Peu d’idées sont gravées dans ma mémoire comme essentiellement compactes et rayonnantes pour m’avoir dérangé par une nouvelle pertinence imprévue qui a enrichi l’élaboration incessante de ma propre vision du monde. A titre d’exemple, je me souviens d’avoir été particulièrement dérangé, « dans la chair profonde de ma cervelle philosophique », pourrais-je dire en usant d’une métaphore un peu fantaisiste, par une phrase de Gromov qui disait en substance qu’en mathématiques, il n’y a presque que des mauvaises questions soulevées par « des mathématiciens stupides » qui croient que c’est en démontrant des théorèmes de comparaison entre la géométrie et la topologie des variétés différentiables (ce que Gromov a beaucoup fait lui-même, me semble-t-il) qu’on comprendra vraiment les choses. Enoncer cela face à un philosophe qui croit « dur comme fer » en l’aporétique socratique et en la force des questions métaphysiques pures, c’est lui envoyer un coup de semonce, et, ensuite, c’est lui ordonner de se « réveiller de son sommeil dogmatique », comme Kant l’avouait après ses lectures de Hume ! Mais Gromov a voulu dire quelque chose d’extrêmement profond, que peu de personnes semblent comprendre, et qui rappelle une pensée de Poincaré d’après laquelle il faut se méfier des questions « que l’on se pose » et préférer s’orienter vers les questions qui se posent elles-mêmes. Ce que Gromov voulait dire, au fond, c’est que poser des questions, c’est un peu facile, et que le vrai travail, c’est souvent se rendre compte qu’on ne sait pas encore poser les bonnes questions, surtout après en avoir résolu de nombreuses qui allaient, sans qu’on le sache, dans la mauvaise direction. Donc Michelle Schatzman, sans qu’elle l’ait su, m’a apporté une idée qui restera gravée en moi, aussi longtemps que celle de Gromov, car dire que chacun comprend les mathématiques avec ses propres modes de réflexion, eh bien, c’est surprenant et profond aussi !

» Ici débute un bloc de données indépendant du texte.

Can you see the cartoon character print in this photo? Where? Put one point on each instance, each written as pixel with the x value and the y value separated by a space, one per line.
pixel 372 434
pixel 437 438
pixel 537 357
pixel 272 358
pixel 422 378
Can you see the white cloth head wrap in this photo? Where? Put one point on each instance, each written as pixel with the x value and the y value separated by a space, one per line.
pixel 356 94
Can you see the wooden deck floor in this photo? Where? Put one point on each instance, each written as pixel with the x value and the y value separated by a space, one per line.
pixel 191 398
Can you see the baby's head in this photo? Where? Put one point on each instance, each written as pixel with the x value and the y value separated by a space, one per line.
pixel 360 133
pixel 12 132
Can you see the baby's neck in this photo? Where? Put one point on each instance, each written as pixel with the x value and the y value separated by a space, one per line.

« Quand je cherche à comprendre ma manière de faire des maths, écrit aussi Michelle Schatzman, je sais d’abord que j’ai besoin d’écrire. Si je me contente de lire un résultat nouveau pour moi, je ne le comprends pas tant que je n’ai pas refait la démonstration pas à pas, au besoin en la modifiant à mon goût. »

L’écrivain allemand Hermann Hesse, dans un passage du recueil d’articles intitulé « La bibliothèque idéale », écrit que la qualité d’un écrivain ne dépend pas de son quotient de temps passé en lecture/écriture, et ainsi, lire en réécrivant presque tout, c’est penser et repenser par soi-même.

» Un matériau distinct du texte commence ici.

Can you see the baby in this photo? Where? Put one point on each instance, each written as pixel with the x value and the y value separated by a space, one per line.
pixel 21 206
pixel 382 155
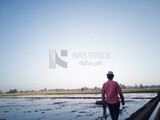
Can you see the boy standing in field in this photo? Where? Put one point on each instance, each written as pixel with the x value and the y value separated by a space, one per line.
pixel 110 92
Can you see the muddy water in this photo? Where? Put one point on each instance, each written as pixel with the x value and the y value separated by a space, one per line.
pixel 50 108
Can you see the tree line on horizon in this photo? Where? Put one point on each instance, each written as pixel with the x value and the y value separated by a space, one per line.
pixel 95 89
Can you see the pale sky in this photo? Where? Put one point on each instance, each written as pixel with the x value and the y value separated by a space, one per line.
pixel 128 30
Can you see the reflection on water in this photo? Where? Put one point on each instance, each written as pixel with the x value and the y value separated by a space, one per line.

À Michelle Schatzman, donc, en signe de reconnaissance, car continuer à vivre, c’est vivre dans la pensée de ceux qui subsistent, si je puis me permettre cette pensée évidente.

ÉCRIT PAR

Joël Merker

Professeur - Université Paris-Saclay

Commentaires

  1. Patrick Popescu-Pampu
    septembre 25, 2010
    10h09

    Je crois que la nécessité de tenir compte des affects
    dans l’enseignement est pleinement consciente désormais,
    au moins chez les chercheurs en neurosciences. Par exemple,
    dans le dernier numéro (41, sept-oct 2010) de la revue
    `Cerveau et Psycho’ (éditée par la rédaction de `Pour la Science’),
    on trouve des considérations à ce sujet dans l’article
    `Quand les neurosciences inspirent l’enseignement’, de Daniel Favre
    (docteur en neurosciences et professeur en sciences de l’éducation
    à l’IUFM de Montpellier). Je cite (de la page 52) :

    « Les neuroscientifiques savent à quel point émotion et cognition sont
    liées. L’apprentissage n’est pas possible sans que ne se produise
    une déstabilisation cognitive […] qui a des répercussions au plan
    affectif [et] engendre dans un premier temps une frustration liée
    au fait que ce que l’on savait n’est plus pertinent et qu’on doit le
    remettre en question. […] La déstabilisation cognitive et affective
    présente dans tout apprentissage ouvre chez l’« apprenant » une période
    de vulnérabilité au cours de laquelle il ne faut pas l’affaiblir. Car
    l’éleve affaibli peut devenir à son tour affaiblissant : l’échec scolaire
    entraîne la violence scolaire, comme l’ont montré diverses études. »

  2. Aurélien Djament
    septembre 27, 2010
    7h38

    Bonjour à tous,

    merci à Joël Merker pour ce billet dont je partage l’essentiel de la teneur. Les éléments subjectifs forts intervenant dans la création scientifique constituent des points d’appui objectifs pour dénoncer la précarité grandissante qui sévit dans la recherche : ajouter à la déstabilisation psychologique causée par le processus normal de la recherche une insécurité professionnelle qui interagit avec ledit processus est à l’évidence un facteur destructeur qui montre que la lutte contre la précarité n’est pas seulement une revendication sociale, mais aussi un élément d’amélioration de la qualité scientifique des travaux de recherche. (Il suffit d’ailleurs de voir comme les postes statutaires de chargés de recherche au CNRS, pourtant peu attractifs financièrement par rapport à de nombreux pays étrangers, attirent des chercheurs brillants du monde entier.) C’est aussi un point d’appui pour exiger le retour à la diversité linguistique dans la recherche : imposer une langue qui n’est pas la sienne à quelqu’un perturbe ses affects de manière considérable ; la diversité des modes de pensée s’en trouverait largement épanouie.

    Bien cordialement,
    A.D.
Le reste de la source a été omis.